Check that the memory flush is enabled and has enough buffer to trigger. OpenClaw has a built-in safety net that saves context before compaction - but most people never check it's working or give it enough room to fire.
Make retrieval mandatory. Add a rule to AGENTS.md that says "search memory before acting." Without it, the agent guesses instead of checking its notes.

The rest of this article explains why those three work - and the full system built on top of them.

The mental model

Most people think of "memory" as one thing. It's actually four separate systems, and they fail in different ways.

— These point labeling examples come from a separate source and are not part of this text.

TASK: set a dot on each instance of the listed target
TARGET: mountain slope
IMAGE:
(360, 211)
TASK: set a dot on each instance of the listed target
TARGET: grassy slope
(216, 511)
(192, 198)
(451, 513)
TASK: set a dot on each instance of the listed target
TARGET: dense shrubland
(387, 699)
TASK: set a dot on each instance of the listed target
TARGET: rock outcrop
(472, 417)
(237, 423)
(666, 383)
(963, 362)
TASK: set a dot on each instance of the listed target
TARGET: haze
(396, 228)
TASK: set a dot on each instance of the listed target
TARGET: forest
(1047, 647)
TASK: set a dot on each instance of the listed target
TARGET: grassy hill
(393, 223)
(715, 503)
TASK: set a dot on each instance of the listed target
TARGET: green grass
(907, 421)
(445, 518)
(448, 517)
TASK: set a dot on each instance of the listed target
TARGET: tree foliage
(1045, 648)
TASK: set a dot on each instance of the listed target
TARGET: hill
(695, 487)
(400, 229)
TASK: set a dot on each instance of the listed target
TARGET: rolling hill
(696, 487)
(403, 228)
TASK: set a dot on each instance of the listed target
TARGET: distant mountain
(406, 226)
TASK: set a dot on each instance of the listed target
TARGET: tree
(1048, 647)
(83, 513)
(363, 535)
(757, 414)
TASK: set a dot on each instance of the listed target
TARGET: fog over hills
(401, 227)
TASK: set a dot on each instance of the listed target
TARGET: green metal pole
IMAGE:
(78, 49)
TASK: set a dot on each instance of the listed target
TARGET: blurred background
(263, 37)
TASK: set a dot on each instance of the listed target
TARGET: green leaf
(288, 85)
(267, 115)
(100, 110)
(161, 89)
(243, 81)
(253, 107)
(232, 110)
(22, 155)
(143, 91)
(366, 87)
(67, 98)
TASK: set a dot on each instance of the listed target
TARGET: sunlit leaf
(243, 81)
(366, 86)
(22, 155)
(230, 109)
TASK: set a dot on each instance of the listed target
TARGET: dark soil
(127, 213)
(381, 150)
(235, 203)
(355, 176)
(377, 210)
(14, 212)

Knowing which layer broke is 90% of fixing it.

The four layers

Four layers of OpenClaw memory - bootstrap files (permanent), session transcript (semi-permanent), LLM context window (temporary), retrieval index (permanent)

Layer	What it is	Durability
Bootstrap files (SOUL.md, AGENTS.md, USER.md, etc.)	Injected at every session start from disk	Permanent - survives everything
Session transcript (JSONL on disk)	Conversation history rebuilt each turn	Semi-permanent - can be compacted
LLM context window (in-memory)	What the model actually "sees" right now	Temporary - fixed size, overflows
Retrieval index (memory_search / QMD)	Searchable index over memory files	Permanent - rebuilt from files

Bootstrap files are your workspace files - SOUL.md, AGENTS.md, USER.md, MEMORY.md, TOOLS.md. They're loaded from disk at session start. They survive compaction because they're reloaded from disk, not from conversation history. This is your most durable layer.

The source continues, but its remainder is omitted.